The Open Meetings Law’s Notice Requirements for Special Meetings
Like other public bodies, local governing boards are subject to the open meetings law’s notice requirements for special meetings. (A “special meeting” is one that is not part of a public body’s regular meeting schedule. For purposes of this blog post, the term does not encompass recessed and emergency meetings.) In particular, the open meetings law makes a public body responsible for:
- Posting written notice of the time, location, and purpose of the special meeting on the its principal bulletin board or, if there is no such a bulletin board, on the door of its usual meeting room at least 48 hours ahead of the meeting;
- Providing the same notice a minimum of 48 hours before the meeting by mail, e-mail, or delivery to any media organization or individual who has submitted a written request for such notice (the list of requesters is often referred to as a “Sunshine List”); and
- Posting notice of the meeting on its website prior to the meeting’s scheduled start time, if the website is maintained by its employees. G.S. 143-318.12.
Although it requires the notice to state the purpose of the meeting, the open meetings law does not expressly say whether or when a public body may take up matters at a special meeting that were not included on the notice provided to the public and its Sunshine List. Moreover, North Carolina’s appellate courts have not addressed this issue. As my colleague David Lawrence has pointed out, however, courts in states with similar laws have found violations when items not listed in a public notice were discussed and acted upon. David Lawrence, Open Meetings and Local Governments in North Carolina: Some Questions and Answers, p. 14 (7th ed. 2008). For this reason, David advises local governments to be careful about taking up matters that aren’t listed among the express purpose(s) for a special meeting. Id.
The remedies available for violations of the open meetings law offer a public body additional reasons to think twice before it risks contravening the notice requirements for special meetings. Depending on the circumstances, if a court finds that a public body has run afoul of the open meetings law, it may order the public body to refrain from future violations, invalidate any action taken in contravention of the law, or compel the public body or its members to pay all or a portion of the prevailing party’s legal fees. G.S. 143-318.16, -318.16A, 318.16B.
Extra Notice Requirements for Local Governing Boards
Special meetings of city councils and boards of county commissioners may be subject to statutory notice requirements beyond those imposed by the open meetings law. The precise requirements vary, depending on whether the board in question is a city council or board of county commissioners and, if a city council, on the method used to call the meeting.
Section 160A-71 of the General Statutes authorizes a special meeting of a city council to be called in one of three ways.
- The council may schedule a special meeting at any regular or duly called special meeting. G.S. 160A-71(b)(3).

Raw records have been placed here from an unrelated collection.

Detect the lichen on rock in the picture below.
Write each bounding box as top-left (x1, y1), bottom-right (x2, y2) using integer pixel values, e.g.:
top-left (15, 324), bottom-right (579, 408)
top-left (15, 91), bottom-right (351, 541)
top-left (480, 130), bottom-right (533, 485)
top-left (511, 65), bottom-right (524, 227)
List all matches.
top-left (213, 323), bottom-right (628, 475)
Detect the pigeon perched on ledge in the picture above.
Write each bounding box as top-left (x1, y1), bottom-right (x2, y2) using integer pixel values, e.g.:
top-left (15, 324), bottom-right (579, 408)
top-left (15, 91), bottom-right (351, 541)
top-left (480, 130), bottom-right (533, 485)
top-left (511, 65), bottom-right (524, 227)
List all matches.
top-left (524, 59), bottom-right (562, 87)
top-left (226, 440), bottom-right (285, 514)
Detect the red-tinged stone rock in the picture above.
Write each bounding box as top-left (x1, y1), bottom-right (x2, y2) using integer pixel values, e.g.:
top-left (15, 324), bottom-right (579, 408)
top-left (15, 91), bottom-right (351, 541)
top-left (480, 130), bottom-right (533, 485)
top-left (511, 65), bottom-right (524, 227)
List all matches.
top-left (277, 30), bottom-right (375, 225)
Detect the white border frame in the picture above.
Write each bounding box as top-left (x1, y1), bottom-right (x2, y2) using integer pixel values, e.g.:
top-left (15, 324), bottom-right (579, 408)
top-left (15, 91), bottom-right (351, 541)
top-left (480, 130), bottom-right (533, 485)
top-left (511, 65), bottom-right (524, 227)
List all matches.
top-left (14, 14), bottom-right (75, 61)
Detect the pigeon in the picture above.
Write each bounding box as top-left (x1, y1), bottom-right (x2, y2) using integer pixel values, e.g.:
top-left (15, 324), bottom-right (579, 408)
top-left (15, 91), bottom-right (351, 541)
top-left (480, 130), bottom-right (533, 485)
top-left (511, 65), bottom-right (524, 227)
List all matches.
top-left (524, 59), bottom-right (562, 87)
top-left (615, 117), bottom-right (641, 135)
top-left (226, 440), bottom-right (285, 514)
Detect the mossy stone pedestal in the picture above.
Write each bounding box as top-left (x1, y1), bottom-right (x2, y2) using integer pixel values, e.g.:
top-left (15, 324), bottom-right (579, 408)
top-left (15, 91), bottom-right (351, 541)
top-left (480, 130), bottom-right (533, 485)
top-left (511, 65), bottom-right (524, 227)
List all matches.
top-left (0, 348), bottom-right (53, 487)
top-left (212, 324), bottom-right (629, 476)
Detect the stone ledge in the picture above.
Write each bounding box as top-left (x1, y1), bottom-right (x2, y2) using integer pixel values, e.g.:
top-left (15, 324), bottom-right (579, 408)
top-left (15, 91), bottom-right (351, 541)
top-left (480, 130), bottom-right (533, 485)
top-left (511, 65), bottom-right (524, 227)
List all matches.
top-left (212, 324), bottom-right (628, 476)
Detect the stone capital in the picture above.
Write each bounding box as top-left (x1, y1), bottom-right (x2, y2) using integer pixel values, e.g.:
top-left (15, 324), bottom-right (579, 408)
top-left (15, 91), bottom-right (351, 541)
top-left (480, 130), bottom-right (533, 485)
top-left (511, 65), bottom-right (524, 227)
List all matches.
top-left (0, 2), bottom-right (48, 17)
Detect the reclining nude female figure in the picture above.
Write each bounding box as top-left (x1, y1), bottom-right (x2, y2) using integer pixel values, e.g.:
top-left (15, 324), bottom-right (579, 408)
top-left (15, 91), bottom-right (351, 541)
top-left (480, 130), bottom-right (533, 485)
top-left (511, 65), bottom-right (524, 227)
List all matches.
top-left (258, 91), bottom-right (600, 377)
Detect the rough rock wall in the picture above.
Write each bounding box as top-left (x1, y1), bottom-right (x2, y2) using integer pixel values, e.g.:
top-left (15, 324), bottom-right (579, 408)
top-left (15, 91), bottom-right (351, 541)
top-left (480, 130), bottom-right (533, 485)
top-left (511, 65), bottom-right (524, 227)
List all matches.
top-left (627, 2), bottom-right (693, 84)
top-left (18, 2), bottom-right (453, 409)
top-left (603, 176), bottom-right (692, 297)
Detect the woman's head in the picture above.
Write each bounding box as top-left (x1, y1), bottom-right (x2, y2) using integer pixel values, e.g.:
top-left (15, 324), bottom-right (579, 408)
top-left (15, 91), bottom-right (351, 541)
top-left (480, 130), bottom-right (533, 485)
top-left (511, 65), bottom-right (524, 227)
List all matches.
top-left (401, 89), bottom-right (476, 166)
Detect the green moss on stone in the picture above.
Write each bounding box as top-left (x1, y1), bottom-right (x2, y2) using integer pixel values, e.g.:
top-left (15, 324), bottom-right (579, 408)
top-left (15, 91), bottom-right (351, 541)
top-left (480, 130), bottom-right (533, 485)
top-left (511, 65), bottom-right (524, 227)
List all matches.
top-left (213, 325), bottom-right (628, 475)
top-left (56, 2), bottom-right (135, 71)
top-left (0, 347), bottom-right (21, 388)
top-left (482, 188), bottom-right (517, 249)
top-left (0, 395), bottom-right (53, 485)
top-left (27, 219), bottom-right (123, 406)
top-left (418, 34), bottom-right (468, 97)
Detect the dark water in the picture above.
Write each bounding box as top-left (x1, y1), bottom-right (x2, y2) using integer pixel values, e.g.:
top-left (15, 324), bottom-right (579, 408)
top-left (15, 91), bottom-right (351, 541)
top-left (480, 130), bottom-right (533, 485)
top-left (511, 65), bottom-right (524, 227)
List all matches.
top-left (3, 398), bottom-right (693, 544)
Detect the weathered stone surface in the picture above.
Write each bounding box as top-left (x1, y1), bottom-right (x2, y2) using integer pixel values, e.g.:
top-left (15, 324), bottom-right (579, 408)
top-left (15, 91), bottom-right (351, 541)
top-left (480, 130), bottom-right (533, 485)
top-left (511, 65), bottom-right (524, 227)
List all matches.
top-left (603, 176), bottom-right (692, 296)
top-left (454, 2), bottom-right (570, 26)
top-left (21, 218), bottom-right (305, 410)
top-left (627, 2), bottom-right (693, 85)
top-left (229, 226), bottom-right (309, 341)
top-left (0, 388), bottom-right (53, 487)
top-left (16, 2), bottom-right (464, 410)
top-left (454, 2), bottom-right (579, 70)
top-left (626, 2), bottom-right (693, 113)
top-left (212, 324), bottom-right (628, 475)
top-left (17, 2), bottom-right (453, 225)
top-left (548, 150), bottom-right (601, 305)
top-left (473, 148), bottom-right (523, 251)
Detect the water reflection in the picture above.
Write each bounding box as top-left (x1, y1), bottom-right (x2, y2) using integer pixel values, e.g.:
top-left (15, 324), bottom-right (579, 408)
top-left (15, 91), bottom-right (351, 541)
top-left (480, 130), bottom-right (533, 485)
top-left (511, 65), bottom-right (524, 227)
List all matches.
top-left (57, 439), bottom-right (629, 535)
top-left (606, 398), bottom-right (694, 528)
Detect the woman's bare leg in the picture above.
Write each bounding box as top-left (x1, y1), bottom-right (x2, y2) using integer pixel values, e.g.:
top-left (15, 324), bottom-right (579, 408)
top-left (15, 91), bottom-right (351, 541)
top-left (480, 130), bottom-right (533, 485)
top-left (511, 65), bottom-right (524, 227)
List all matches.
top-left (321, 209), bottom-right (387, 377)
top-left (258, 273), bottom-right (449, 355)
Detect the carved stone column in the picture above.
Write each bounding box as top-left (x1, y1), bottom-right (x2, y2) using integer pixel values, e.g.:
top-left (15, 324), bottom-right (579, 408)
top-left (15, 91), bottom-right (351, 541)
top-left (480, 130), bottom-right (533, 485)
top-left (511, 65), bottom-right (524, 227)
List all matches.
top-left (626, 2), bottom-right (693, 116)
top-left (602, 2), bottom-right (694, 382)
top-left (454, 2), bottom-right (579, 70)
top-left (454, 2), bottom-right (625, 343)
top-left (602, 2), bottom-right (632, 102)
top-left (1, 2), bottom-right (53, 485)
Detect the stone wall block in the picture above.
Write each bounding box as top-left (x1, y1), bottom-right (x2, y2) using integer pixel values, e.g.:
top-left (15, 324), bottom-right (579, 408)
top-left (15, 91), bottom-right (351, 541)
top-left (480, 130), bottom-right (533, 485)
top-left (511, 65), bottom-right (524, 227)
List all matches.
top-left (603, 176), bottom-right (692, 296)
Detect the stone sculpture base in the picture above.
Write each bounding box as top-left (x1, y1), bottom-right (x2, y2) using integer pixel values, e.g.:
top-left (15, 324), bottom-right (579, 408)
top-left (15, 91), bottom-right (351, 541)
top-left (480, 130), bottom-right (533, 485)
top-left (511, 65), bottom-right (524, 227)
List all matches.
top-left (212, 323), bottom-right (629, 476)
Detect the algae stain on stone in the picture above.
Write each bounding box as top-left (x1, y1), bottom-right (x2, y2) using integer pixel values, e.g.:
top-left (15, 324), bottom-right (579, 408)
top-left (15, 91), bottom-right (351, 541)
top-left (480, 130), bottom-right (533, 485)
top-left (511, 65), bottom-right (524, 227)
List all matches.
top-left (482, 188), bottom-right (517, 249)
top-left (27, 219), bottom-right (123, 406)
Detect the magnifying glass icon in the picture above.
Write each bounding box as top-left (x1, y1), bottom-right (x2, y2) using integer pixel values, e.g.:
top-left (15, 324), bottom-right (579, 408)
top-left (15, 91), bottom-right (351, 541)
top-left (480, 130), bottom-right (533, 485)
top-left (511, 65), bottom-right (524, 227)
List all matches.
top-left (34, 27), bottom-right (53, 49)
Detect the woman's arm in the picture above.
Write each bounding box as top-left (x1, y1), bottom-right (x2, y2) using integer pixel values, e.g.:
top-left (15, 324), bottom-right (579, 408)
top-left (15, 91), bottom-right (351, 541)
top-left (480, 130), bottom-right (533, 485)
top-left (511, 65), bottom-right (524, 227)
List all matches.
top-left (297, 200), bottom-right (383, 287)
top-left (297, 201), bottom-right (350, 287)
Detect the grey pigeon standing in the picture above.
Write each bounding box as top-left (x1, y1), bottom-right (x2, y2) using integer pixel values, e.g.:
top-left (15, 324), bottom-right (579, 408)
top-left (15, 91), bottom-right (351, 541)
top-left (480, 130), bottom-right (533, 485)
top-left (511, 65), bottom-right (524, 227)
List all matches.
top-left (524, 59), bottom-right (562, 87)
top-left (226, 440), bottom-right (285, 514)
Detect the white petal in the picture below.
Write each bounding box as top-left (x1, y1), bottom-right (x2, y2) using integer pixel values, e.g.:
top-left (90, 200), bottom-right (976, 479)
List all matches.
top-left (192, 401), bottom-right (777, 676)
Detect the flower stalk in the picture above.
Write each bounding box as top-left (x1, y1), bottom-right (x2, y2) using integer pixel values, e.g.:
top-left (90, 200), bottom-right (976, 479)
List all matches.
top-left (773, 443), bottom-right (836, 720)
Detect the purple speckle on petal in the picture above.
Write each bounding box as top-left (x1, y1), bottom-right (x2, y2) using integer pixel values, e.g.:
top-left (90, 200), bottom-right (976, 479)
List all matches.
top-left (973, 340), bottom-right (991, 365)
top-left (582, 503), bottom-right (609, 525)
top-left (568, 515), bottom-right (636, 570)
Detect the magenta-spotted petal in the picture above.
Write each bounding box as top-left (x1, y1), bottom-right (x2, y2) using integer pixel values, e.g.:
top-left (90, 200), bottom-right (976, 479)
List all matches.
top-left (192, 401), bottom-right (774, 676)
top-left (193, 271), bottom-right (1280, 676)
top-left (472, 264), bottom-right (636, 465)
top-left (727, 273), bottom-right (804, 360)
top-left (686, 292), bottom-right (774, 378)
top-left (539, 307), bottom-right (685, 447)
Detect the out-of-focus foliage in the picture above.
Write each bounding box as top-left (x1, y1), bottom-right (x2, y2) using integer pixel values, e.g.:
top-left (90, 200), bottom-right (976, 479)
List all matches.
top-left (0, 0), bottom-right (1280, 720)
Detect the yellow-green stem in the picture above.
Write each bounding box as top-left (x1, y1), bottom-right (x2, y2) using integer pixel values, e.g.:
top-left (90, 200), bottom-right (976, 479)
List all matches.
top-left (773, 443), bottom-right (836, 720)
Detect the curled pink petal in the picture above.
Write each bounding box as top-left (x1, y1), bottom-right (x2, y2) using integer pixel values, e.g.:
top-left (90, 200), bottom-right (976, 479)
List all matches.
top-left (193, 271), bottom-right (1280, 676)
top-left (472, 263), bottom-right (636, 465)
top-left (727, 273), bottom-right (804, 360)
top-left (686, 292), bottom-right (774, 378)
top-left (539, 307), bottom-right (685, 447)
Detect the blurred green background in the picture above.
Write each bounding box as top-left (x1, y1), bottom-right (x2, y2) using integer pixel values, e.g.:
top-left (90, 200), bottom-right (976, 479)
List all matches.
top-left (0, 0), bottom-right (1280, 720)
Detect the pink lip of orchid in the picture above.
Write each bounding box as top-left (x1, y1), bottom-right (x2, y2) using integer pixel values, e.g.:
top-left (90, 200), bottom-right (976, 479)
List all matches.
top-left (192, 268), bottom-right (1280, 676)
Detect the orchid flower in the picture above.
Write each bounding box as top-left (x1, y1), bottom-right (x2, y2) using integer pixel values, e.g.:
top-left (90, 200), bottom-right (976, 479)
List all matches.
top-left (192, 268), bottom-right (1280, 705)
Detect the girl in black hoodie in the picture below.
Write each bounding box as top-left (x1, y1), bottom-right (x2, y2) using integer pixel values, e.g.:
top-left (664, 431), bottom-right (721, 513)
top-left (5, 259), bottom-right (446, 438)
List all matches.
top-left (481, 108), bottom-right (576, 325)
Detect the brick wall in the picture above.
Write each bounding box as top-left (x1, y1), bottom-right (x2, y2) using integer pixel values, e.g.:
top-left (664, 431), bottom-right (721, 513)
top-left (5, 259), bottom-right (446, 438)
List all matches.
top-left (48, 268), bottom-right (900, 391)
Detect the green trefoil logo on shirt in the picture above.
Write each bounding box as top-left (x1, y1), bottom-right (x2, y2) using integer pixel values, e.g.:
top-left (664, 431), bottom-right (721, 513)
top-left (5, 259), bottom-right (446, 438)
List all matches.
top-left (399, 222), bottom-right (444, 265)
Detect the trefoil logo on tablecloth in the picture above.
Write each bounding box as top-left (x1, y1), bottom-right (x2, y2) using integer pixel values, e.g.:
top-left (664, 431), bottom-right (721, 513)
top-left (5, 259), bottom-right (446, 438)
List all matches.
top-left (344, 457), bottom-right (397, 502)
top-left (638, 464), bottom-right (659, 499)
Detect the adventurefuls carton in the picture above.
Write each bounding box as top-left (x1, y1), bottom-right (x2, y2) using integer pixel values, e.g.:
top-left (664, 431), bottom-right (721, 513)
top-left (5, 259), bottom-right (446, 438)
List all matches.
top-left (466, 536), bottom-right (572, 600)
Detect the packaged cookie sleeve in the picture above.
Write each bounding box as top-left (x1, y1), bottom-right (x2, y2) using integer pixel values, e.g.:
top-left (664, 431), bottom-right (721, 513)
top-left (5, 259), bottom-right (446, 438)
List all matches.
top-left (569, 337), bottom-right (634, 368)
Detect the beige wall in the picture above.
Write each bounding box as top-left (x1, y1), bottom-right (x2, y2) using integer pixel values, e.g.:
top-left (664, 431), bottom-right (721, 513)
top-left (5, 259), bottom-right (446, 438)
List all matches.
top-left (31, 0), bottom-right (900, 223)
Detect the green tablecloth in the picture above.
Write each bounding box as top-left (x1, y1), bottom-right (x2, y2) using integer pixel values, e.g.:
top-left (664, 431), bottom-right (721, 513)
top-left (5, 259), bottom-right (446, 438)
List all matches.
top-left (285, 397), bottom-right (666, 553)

- The mayor, mayor pro tempore, or any two council members may call a special meeting. G.S. 160A-71(b)(1).
- A special meeting may be held if the mayor and all council members are present and consent thereto or any absent members have signed a written waiver of their right to be present. G.S. 160A-71(b)(2).
The statute sets forth notice requirements in addition to those of the open meetings law for the first two methods of calling a special meeting.
- When a city council sitting at a regular meeting or duly called special meeting schedules a special meeting for a later time, it must adopt a motion or resolution in open session that specifies the time, place, and purpose(s) of the upcoming meeting. G.S. 160A-71(b)(3).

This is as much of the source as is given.